According to The New York Times, Wilkes' nomination was praised by environmental conservation advocacy groups due to his work in the field of wetland restoration. However, in June 2009, Wilkes withdrew from consideration, citing his desire to remain in Mississippi with his family.

==== 2021 ====
In 2021, Wilkes was once again nominated to serve as Under Secretary for Natural Resources and Environment by President Joe Biden. His nomination was confirmed by the Senate on February 8, 2022, by a voice vote.
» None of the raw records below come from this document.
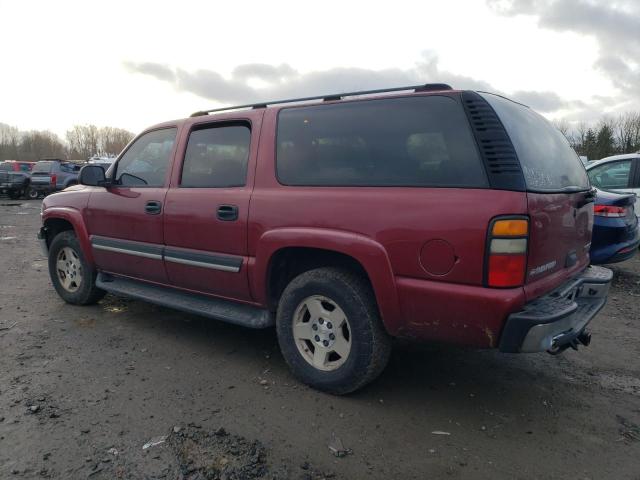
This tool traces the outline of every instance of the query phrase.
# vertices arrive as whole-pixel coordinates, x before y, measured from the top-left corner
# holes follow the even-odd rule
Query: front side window
[[[125,187],[163,186],[176,133],[176,128],[164,128],[136,140],[116,165],[115,183]]]
[[[251,131],[246,125],[206,126],[191,132],[180,186],[244,186],[250,142]]]
[[[631,160],[605,163],[589,170],[591,183],[602,190],[627,188],[629,174],[631,173]]]
[[[287,108],[277,135],[285,185],[488,186],[469,122],[449,97]]]

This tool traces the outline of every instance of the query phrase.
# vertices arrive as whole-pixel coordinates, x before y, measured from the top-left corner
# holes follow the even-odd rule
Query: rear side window
[[[246,125],[209,126],[191,132],[181,187],[244,186],[251,131]]]
[[[8,172],[9,170],[11,170],[11,168],[8,163],[0,163],[0,172]]]
[[[610,162],[589,169],[591,183],[603,190],[627,188],[631,174],[631,160]]]
[[[558,129],[529,107],[497,95],[481,95],[507,130],[528,190],[557,192],[589,188],[584,165]]]
[[[488,185],[462,107],[444,96],[287,108],[277,135],[285,185]]]

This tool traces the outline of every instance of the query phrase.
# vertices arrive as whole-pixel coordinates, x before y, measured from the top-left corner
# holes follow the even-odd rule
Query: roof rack
[[[301,97],[301,98],[290,98],[287,100],[274,100],[272,102],[247,103],[245,105],[236,105],[233,107],[222,107],[222,108],[213,108],[211,110],[201,110],[199,112],[192,113],[191,116],[201,117],[203,115],[209,115],[210,113],[224,112],[226,110],[238,110],[241,108],[254,108],[254,109],[266,108],[268,105],[307,102],[310,100],[323,100],[325,102],[331,102],[336,100],[342,100],[342,98],[344,97],[354,97],[356,95],[372,95],[375,93],[400,92],[403,90],[413,90],[414,92],[437,92],[440,90],[452,90],[452,88],[450,85],[447,85],[446,83],[425,83],[422,85],[410,85],[408,87],[381,88],[378,90],[362,90],[359,92],[332,93],[329,95],[317,95],[314,97]]]

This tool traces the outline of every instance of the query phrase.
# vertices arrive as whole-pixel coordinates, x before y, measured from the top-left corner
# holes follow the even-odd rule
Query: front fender
[[[253,298],[267,304],[269,264],[273,255],[288,247],[318,248],[350,256],[369,276],[384,325],[392,335],[401,323],[400,304],[389,257],[384,247],[357,233],[323,228],[279,228],[265,232],[249,260],[249,285]]]
[[[80,248],[82,248],[84,258],[89,264],[93,265],[94,260],[93,252],[91,250],[91,242],[89,241],[89,232],[87,231],[87,227],[80,211],[70,207],[49,207],[42,214],[42,223],[46,226],[47,220],[53,219],[66,220],[71,224],[76,237],[78,237],[78,241],[80,242]]]

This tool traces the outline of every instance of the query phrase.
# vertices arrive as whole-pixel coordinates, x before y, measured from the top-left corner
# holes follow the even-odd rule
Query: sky
[[[640,110],[640,0],[0,0],[0,25],[0,122],[61,136],[429,82],[570,122]]]

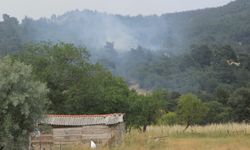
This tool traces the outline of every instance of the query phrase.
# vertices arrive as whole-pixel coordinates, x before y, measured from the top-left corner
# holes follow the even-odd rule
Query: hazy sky
[[[150,15],[225,5],[233,0],[0,0],[0,15],[18,19],[91,9],[123,15]]]

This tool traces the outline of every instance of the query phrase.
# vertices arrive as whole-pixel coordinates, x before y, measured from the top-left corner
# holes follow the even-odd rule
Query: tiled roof
[[[41,124],[54,126],[112,125],[123,122],[124,114],[47,115]]]

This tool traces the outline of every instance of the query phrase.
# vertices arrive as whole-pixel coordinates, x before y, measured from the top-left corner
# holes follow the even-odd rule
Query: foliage
[[[128,87],[98,64],[90,64],[86,49],[72,44],[35,44],[15,56],[34,67],[37,79],[46,82],[50,112],[93,114],[123,112]]]
[[[185,130],[194,123],[199,123],[207,114],[208,108],[193,94],[185,94],[180,97],[177,114],[187,126]]]
[[[216,101],[222,103],[223,105],[227,105],[230,94],[232,94],[233,90],[230,85],[219,85],[215,91]]]
[[[164,108],[162,91],[155,91],[149,95],[137,95],[132,93],[129,100],[130,110],[127,123],[130,127],[136,127],[143,132],[148,125],[155,124],[161,116]]]
[[[228,104],[232,107],[234,121],[249,121],[250,89],[240,88],[230,96]]]
[[[10,57],[0,60],[0,146],[26,149],[29,132],[46,111],[48,89],[32,67]]]
[[[206,103],[208,112],[202,123],[225,123],[232,121],[232,109],[218,101],[209,101]]]
[[[24,42],[24,33],[16,18],[3,14],[0,22],[0,56],[16,52]]]
[[[204,68],[211,64],[213,51],[206,45],[200,47],[194,46],[191,50],[191,55],[194,61],[197,62],[200,67]]]
[[[157,121],[159,125],[176,125],[178,123],[179,119],[175,112],[168,112]]]

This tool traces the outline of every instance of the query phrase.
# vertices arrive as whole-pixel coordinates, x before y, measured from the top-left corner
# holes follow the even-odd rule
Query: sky
[[[0,0],[0,15],[7,13],[19,20],[25,16],[38,19],[76,9],[131,16],[160,15],[217,7],[230,1],[233,0]]]

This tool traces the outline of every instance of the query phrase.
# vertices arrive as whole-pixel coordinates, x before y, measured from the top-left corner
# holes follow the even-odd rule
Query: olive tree
[[[27,149],[28,135],[47,104],[46,84],[32,78],[32,67],[0,59],[0,147]]]
[[[198,123],[208,112],[206,105],[195,95],[185,94],[180,97],[177,114],[186,124],[184,131],[192,124]]]
[[[145,132],[147,126],[155,124],[162,115],[165,101],[163,91],[157,90],[148,95],[131,93],[127,125]]]

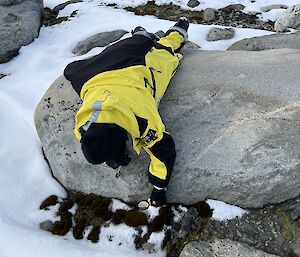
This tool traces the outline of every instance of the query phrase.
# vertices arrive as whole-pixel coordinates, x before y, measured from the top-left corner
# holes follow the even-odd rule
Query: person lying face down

Wilkes' nomination was praised by Secretary of Agriculture Tom Vilsack, who stated Wilkes' nomination proved the Department of Agriculture's "commitment to putting agriculture, forestry and working lands at the center of solutions to increase climate resilience, sequester carbon, protect our air and water." Senator Roger Marshall, a Republican from Kansas, stated he would vote in favor of Wilkes' nomination.